Face à ce processus de destruction programmé des populations palestiniennes, l’idée qui se répand est la création d’un Etat unique Palestine-Israël. Eric Hazan et Elya Sivan l’exposent avec beaucoup de pertinence dans leur ouvrage Un Etat commun entre le Jourdain et la mer, paru aux éditons La Fabrique. Il faut dire que cette vision n’est pas récente, puisque déjà en octobre 1947, alors que le statut de la Palestine était encore en discussion à l’ONU, Hannah Arendt prit la parole devant la commission internationale chargée d’éclairer l’Assemblée générale, et plaida en faveur d’une fédération, d’un Etat binational sur le territoire de la Palestine mandataire. Cette perspective se heurte à trois problématiques essentielles. La première est qu’elle tend à se substituer aux citoyens palestiniens et aux citoyens israéliens, tout en n’offrant aucune garantie sur la viabilité du projet. La seconde problématique relève de l’acceptation de voir bafouer le droit international, qui mobilise toutes les énergies depuis de nombreuses années, et de voir triompher, non pas les droits de l’Homme, mais ceux des plus fort. On participera de fait à la liquidation de la notion de «droit». La troisième problématique est liée à la loi sur «l’Etat-nation» adoptée le 19 juillet 2018, qui ne reconnaît le droit à l’autodétermination qu’aux juifs – «Israël est l’Etat-nation du peuple juif dans lequel il réalise son droit naturel, culturel, historique et religieux à l’autodétermination».

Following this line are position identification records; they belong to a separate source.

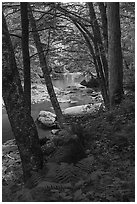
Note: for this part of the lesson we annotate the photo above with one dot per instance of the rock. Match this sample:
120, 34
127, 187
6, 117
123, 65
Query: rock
94, 94
91, 83
55, 131
76, 110
73, 102
46, 120
69, 150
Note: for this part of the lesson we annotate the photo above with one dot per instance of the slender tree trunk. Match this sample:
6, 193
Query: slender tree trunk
22, 124
115, 54
103, 14
26, 57
98, 66
46, 72
98, 41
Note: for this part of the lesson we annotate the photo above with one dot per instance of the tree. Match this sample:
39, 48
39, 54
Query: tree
25, 54
46, 72
22, 124
114, 55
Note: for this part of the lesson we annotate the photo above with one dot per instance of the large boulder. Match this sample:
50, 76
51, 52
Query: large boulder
46, 120
83, 109
91, 83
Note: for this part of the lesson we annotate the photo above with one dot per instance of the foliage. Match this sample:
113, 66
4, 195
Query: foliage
105, 175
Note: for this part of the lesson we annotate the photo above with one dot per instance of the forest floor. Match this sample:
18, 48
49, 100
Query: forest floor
105, 175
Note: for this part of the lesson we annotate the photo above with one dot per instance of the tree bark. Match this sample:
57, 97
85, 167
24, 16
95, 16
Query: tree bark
46, 73
26, 57
103, 14
115, 54
22, 124
97, 63
98, 41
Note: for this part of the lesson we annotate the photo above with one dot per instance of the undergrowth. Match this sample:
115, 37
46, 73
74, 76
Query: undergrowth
105, 175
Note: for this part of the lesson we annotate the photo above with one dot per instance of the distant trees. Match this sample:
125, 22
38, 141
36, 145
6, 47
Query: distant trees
46, 72
22, 124
86, 34
115, 55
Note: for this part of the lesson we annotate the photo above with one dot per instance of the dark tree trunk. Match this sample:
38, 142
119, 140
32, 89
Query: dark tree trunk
46, 73
115, 54
22, 124
26, 57
98, 41
97, 63
103, 14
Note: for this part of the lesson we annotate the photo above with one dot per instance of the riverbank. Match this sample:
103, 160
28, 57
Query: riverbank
108, 142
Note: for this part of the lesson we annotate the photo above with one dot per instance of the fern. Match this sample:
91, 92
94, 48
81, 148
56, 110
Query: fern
52, 185
66, 173
36, 178
86, 165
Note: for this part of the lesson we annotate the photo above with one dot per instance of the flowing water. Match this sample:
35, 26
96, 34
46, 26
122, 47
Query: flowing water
68, 79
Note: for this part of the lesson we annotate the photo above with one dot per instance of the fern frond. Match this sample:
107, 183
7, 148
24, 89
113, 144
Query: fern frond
36, 178
52, 185
86, 164
66, 173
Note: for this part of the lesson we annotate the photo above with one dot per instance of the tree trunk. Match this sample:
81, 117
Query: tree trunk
103, 14
98, 66
115, 54
22, 124
46, 73
26, 57
98, 41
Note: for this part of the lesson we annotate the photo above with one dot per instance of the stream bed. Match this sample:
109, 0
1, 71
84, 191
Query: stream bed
78, 97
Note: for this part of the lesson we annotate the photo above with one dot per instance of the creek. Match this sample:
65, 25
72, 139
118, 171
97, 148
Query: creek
67, 80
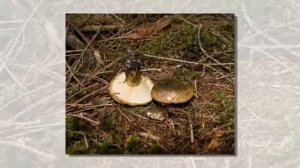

En assimilant la critique antisioniste à de l’antisémitisme, les partisans de la résolution Maillard répondent aux vœux de dirigeants israéliens qui excluent de la pleine citoyenneté plus de 20% de la population israélienne (non-juive) et se fondent sur l’expansion coloniale permanente. Toute idée contraire, comme par exemple celle d’instaurer une paix durable à travers la création d’un Etat unique, garantissant la pleine égalité des droits entre Israéliens et Palestiniens – sans considération d’appartenance religieuse, ethnique ou culturelle – devient-elle antisémite dès lors qu’elle est parfaitement incompatible avec la loi fondamentale suprémaciste et discriminatoire de l’Etat – nation en vigueur aujourd’hui ?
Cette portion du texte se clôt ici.